Suriye Ulusal Geçiş Konseyi hemen tanınmalı
Arap Birliği'ni oluşturan devletlerin çoğunda kanlı diktatörlükler hüküm sürüyor.
Kanlı diktatörlük Arap Birliği üyeliğine mani teşkil etseydi Arap Birliği diye bir şey olmazdı.
Suriye yönetimini halkı katliamdan geçirdiği gerekçesiyle dışlama kararı alan Arap Birliği'nin samimiyetine inanmak mümkün değil.
(Bu karar bir değişim iradesini yansıtıyor olamaz mı? Hayır.
Olsaydı, sivilleri katliamdan geçiren Bahreyn ve Yemen diktatörlükleri de dışlanırdı.)
Yine de sevindirici bir karar; Suriyeli devrimcilerin azmini kamçılayan, Beşşar Esed diktatörlüğünün manevra alanını daraltan bir gelişme.
Hayırlı olsun.
Şimdi sıra Suriye Ulusal Geçiş Konseyi'ni resmen tanımakta.
Bu konseyi henüz sadece Libya resmen tanıyor.
Libya'yı ilk takip eden devlet muhakkak Türkiye olmalı.
Dışişleri Bakanı Ahmet Davutoğlu önceki gün Suriye Ulusal Geçiş Konseyi yetkilileri ile görüştü; bu görüşmede Konsey'in İstanbul'da temsilcilik açması için çalışmaların hızlandırılması kararının alındığı ve Davutoğlu'nun yarın Fas'ta düzenlenecek olan Türk-Arap İşbirliği Forumu'nda temsilciliğin açıldığını ilan edeceği ileri sürülüyor.
O toplantıda, hatta o toplantıyı da beklemeden, "Türkiye Cumhuriyeti Suriye Ulusal Geçiş Konseyi'ni Suriye halkının meşru temsilcisi olarak tanıdığını ilan etmekten şeref duyar" şeklinde bir açıklama yapılmalı.

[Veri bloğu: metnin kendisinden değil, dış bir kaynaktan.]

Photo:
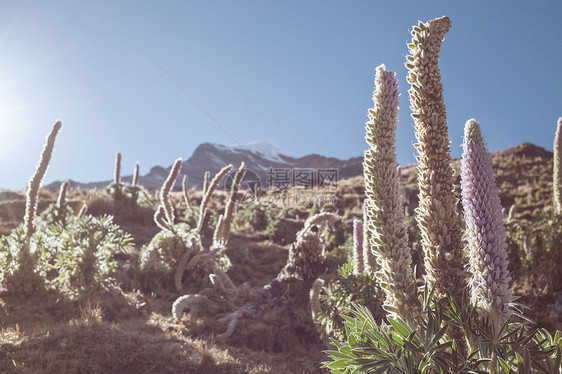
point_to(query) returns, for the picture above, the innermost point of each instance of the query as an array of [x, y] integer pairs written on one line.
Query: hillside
[[129, 330]]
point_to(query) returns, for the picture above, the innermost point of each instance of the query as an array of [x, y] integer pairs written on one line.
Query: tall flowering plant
[[485, 230]]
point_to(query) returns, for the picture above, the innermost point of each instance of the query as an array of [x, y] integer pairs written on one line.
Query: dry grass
[[131, 332]]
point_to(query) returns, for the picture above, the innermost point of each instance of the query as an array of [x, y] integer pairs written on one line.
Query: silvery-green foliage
[[126, 195], [401, 347], [22, 260], [256, 215], [81, 254], [346, 288]]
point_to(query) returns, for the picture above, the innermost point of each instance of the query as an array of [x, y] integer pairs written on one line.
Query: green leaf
[[399, 326]]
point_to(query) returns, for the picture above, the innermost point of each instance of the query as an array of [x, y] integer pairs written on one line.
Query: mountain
[[260, 157]]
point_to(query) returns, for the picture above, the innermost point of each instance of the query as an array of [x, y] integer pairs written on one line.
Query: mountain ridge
[[259, 157]]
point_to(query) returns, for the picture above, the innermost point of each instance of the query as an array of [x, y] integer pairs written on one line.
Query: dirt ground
[[128, 331]]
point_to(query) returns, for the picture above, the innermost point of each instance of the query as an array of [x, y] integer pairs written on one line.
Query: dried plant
[[208, 190], [307, 252], [557, 169], [358, 264], [184, 192], [489, 282], [117, 176], [135, 181], [35, 181], [437, 215], [386, 225]]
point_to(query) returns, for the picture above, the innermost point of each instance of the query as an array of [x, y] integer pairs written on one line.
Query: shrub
[[256, 215], [278, 232], [344, 290]]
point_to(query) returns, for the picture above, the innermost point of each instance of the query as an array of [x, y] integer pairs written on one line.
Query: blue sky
[[291, 72]]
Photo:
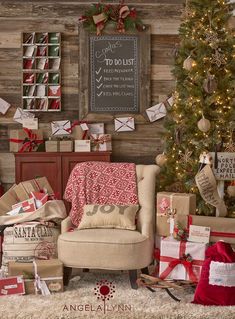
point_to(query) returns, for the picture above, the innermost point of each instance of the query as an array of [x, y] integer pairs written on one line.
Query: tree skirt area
[[80, 300]]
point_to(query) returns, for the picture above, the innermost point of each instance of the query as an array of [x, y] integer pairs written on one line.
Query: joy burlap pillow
[[109, 216]]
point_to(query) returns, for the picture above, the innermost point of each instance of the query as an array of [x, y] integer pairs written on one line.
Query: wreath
[[120, 16]]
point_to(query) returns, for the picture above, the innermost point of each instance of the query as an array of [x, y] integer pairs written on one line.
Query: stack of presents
[[186, 243], [65, 136], [30, 218]]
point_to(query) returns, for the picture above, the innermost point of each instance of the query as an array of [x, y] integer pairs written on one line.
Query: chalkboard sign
[[114, 73]]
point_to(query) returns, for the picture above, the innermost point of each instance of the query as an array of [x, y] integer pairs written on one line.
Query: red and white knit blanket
[[100, 183]]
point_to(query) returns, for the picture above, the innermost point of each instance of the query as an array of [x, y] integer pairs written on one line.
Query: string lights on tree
[[204, 93]]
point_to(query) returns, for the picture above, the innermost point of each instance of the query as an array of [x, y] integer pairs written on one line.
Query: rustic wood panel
[[18, 16]]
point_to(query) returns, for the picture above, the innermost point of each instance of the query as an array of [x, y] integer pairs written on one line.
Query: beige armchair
[[115, 249]]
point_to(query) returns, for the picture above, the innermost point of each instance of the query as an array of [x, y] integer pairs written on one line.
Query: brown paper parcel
[[7, 200], [49, 270], [184, 204], [24, 189], [221, 228]]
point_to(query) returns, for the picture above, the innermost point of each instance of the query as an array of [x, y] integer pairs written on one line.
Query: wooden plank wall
[[145, 142]]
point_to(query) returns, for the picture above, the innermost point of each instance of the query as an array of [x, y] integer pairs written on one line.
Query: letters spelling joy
[[32, 232], [107, 209]]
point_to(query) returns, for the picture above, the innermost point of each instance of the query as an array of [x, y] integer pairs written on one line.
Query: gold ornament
[[218, 58], [231, 190], [210, 84], [204, 124], [185, 157], [161, 159], [189, 63]]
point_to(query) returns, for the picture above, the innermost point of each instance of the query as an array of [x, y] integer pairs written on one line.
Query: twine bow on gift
[[29, 143], [75, 123], [97, 141], [184, 259], [123, 13], [39, 285]]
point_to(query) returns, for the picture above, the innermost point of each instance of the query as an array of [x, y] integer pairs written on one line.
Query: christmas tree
[[203, 110]]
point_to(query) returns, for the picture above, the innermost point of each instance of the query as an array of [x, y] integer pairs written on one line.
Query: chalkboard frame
[[144, 62]]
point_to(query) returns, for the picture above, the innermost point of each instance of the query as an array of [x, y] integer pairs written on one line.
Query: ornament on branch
[[212, 38], [231, 189], [210, 84], [218, 58], [185, 157], [189, 63], [161, 159], [204, 125]]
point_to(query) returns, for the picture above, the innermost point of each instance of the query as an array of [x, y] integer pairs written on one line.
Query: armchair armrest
[[66, 224]]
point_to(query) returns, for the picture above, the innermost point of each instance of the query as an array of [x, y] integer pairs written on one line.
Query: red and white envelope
[[28, 205], [54, 90], [12, 286], [39, 198], [124, 124], [61, 127]]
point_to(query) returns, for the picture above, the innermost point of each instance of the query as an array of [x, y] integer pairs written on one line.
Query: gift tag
[[84, 126], [199, 234], [31, 123]]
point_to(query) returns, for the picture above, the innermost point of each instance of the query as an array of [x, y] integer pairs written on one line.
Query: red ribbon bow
[[182, 260], [29, 143]]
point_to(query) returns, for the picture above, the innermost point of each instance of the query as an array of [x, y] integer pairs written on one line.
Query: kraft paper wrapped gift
[[79, 131], [221, 228], [12, 286], [101, 142], [65, 146], [184, 204], [52, 146], [7, 200], [25, 140], [51, 271], [24, 189], [181, 260]]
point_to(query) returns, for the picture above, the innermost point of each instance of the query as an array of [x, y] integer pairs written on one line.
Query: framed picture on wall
[[115, 74]]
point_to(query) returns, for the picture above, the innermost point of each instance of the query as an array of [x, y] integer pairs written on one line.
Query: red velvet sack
[[207, 294]]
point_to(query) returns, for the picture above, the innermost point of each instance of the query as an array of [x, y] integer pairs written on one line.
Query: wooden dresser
[[55, 166]]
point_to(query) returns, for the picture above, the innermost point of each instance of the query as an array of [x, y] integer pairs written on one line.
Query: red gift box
[[28, 205], [12, 286]]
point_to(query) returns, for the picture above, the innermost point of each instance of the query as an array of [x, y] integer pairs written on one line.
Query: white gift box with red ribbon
[[181, 260]]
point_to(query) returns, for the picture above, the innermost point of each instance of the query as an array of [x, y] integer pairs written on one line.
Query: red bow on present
[[183, 260], [100, 140], [78, 123], [123, 13], [29, 143]]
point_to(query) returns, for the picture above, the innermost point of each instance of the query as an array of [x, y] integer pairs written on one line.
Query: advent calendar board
[[114, 73]]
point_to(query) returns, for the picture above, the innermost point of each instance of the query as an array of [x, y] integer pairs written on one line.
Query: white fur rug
[[79, 301]]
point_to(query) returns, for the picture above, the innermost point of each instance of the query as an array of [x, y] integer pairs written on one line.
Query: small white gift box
[[4, 106], [82, 145], [21, 115], [61, 127], [181, 260], [124, 124], [96, 128], [156, 112], [101, 142]]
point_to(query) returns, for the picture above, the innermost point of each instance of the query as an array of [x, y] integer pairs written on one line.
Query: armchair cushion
[[109, 216]]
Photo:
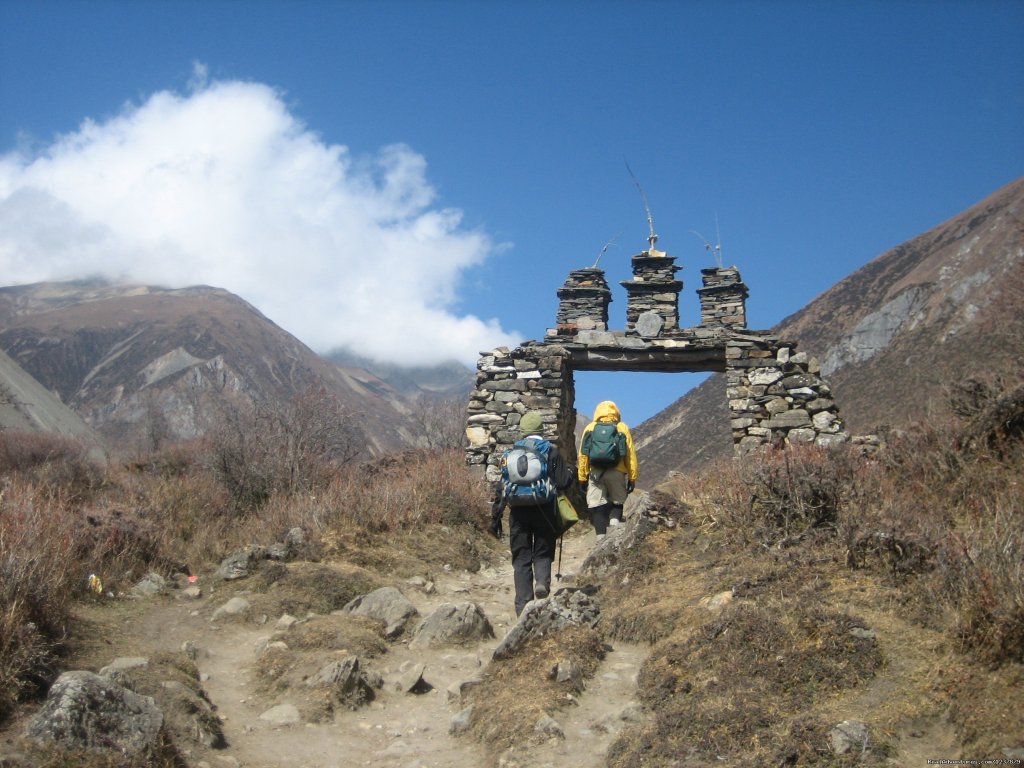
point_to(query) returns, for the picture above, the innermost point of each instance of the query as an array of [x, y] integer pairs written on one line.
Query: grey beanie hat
[[530, 423]]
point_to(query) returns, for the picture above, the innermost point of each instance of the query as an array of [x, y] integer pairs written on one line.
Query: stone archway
[[775, 393]]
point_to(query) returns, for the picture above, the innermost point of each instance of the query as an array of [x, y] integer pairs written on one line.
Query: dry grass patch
[[737, 688], [417, 551], [517, 691], [359, 636], [301, 588]]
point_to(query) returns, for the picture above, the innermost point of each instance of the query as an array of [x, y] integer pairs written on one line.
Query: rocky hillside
[[26, 406], [891, 337], [130, 357]]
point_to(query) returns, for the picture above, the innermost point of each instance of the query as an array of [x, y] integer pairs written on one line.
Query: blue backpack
[[525, 474], [604, 444]]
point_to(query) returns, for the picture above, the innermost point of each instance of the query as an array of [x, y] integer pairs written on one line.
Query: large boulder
[[568, 607], [345, 681], [453, 624], [606, 556], [387, 604], [87, 711]]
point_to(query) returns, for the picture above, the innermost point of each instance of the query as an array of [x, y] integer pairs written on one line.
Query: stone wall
[[723, 298], [776, 395], [508, 384]]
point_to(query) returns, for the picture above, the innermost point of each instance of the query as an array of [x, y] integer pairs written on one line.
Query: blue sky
[[248, 144]]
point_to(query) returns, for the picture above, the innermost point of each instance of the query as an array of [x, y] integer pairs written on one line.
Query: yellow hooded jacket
[[608, 411]]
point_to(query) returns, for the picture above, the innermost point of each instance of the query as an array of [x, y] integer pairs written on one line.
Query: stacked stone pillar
[[652, 295], [723, 298], [776, 395], [510, 383], [583, 303]]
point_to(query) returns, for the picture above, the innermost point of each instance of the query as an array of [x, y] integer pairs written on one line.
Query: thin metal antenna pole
[[651, 238]]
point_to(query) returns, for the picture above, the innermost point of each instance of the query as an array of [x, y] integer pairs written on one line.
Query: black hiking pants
[[532, 538]]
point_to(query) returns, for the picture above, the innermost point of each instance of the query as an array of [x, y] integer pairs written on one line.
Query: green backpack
[[604, 444]]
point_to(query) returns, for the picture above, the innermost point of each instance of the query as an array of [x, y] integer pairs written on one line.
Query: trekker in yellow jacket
[[607, 466]]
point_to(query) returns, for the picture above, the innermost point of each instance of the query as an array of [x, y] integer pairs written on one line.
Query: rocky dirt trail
[[396, 729]]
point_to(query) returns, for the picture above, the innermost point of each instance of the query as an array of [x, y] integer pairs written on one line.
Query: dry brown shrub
[[735, 686], [38, 576], [55, 464]]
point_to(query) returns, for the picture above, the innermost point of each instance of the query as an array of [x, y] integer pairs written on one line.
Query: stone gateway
[[776, 394]]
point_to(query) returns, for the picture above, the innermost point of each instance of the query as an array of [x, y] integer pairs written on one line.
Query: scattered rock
[[548, 726], [237, 606], [604, 558], [285, 714], [387, 604], [566, 671], [412, 680], [457, 691], [241, 563], [348, 684], [123, 664], [850, 735], [453, 624], [460, 723], [151, 585], [716, 602], [568, 607], [85, 710]]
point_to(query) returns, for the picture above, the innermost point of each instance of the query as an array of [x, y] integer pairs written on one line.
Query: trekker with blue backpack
[[607, 467], [532, 475]]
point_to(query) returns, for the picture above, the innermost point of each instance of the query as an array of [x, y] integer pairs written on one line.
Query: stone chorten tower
[[652, 295], [583, 302]]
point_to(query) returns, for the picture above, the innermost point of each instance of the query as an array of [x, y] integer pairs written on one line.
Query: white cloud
[[224, 186]]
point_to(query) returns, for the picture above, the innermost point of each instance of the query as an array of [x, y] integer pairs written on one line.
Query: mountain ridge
[[891, 336]]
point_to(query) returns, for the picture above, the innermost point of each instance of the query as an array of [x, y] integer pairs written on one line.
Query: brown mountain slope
[[891, 337], [119, 354], [26, 406]]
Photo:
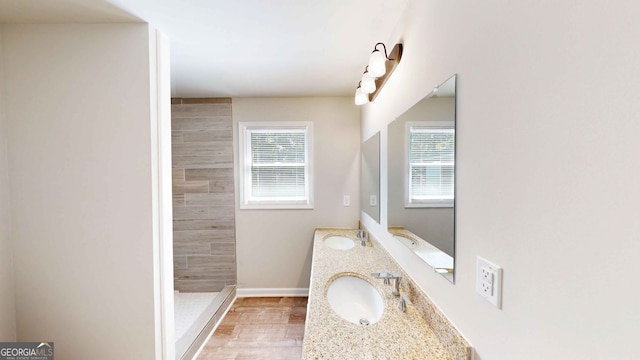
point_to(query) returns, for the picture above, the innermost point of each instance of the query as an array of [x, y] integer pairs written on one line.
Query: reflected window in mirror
[[421, 178], [431, 162]]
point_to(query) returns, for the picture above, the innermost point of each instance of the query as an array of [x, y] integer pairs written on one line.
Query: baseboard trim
[[271, 292]]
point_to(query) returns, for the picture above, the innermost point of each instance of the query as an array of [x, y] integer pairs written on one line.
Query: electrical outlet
[[489, 281]]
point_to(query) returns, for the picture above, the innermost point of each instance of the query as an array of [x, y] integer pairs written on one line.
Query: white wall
[[274, 246], [7, 302], [80, 158], [548, 169]]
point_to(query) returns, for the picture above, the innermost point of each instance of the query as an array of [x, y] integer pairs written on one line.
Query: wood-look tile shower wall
[[204, 254]]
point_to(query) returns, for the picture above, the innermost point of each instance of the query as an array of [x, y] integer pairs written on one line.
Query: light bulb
[[368, 83], [377, 62], [361, 97]]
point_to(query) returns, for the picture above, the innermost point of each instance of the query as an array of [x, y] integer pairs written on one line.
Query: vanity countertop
[[398, 335]]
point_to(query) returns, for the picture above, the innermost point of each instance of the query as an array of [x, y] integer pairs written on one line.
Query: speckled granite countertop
[[398, 335]]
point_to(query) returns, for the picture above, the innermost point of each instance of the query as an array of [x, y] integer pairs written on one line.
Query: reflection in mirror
[[421, 178], [370, 177]]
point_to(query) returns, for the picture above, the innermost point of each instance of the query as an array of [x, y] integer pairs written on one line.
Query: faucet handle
[[404, 301]]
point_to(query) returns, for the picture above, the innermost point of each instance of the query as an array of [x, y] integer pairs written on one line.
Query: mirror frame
[[414, 239], [369, 159]]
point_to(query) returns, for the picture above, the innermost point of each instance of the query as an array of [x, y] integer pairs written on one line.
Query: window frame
[[409, 202], [245, 162]]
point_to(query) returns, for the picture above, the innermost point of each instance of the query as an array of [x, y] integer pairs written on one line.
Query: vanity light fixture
[[380, 67]]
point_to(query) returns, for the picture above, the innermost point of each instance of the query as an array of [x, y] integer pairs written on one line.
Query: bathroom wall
[[203, 202], [548, 169], [7, 301], [274, 246], [81, 139]]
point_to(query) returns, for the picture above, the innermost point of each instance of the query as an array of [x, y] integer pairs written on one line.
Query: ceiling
[[244, 48]]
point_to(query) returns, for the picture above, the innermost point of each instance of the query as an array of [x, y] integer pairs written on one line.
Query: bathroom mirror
[[421, 178], [370, 177]]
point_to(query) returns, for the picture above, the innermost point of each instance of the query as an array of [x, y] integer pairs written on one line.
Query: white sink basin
[[339, 242], [355, 300]]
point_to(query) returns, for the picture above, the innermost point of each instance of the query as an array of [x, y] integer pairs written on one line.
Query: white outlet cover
[[489, 281]]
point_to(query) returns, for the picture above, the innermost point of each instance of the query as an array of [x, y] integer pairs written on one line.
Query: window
[[431, 162], [275, 165]]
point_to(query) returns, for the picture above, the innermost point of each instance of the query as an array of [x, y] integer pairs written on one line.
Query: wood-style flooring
[[259, 328]]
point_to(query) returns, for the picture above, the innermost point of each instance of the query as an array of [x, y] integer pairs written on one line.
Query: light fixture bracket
[[393, 59]]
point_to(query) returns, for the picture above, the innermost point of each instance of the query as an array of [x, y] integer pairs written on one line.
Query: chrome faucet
[[386, 276], [404, 301]]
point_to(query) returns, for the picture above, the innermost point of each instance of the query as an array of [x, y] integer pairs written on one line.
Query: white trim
[[160, 123], [271, 292], [204, 343]]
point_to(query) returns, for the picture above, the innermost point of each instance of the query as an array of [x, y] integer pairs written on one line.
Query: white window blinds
[[276, 165], [431, 164]]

Fransa yahut başka bir emperyalist devlet her an böyle bir açıklama yapabilir.
Libya Ulusal Geçiş Konseyi'ni Fransa'dan çok sonra tanıyarak emperyalistlerin Libya'da mevzi kazanmalarına yardımcı olan Ankara, Suriye'de aynı hataya düşmez inşaallah.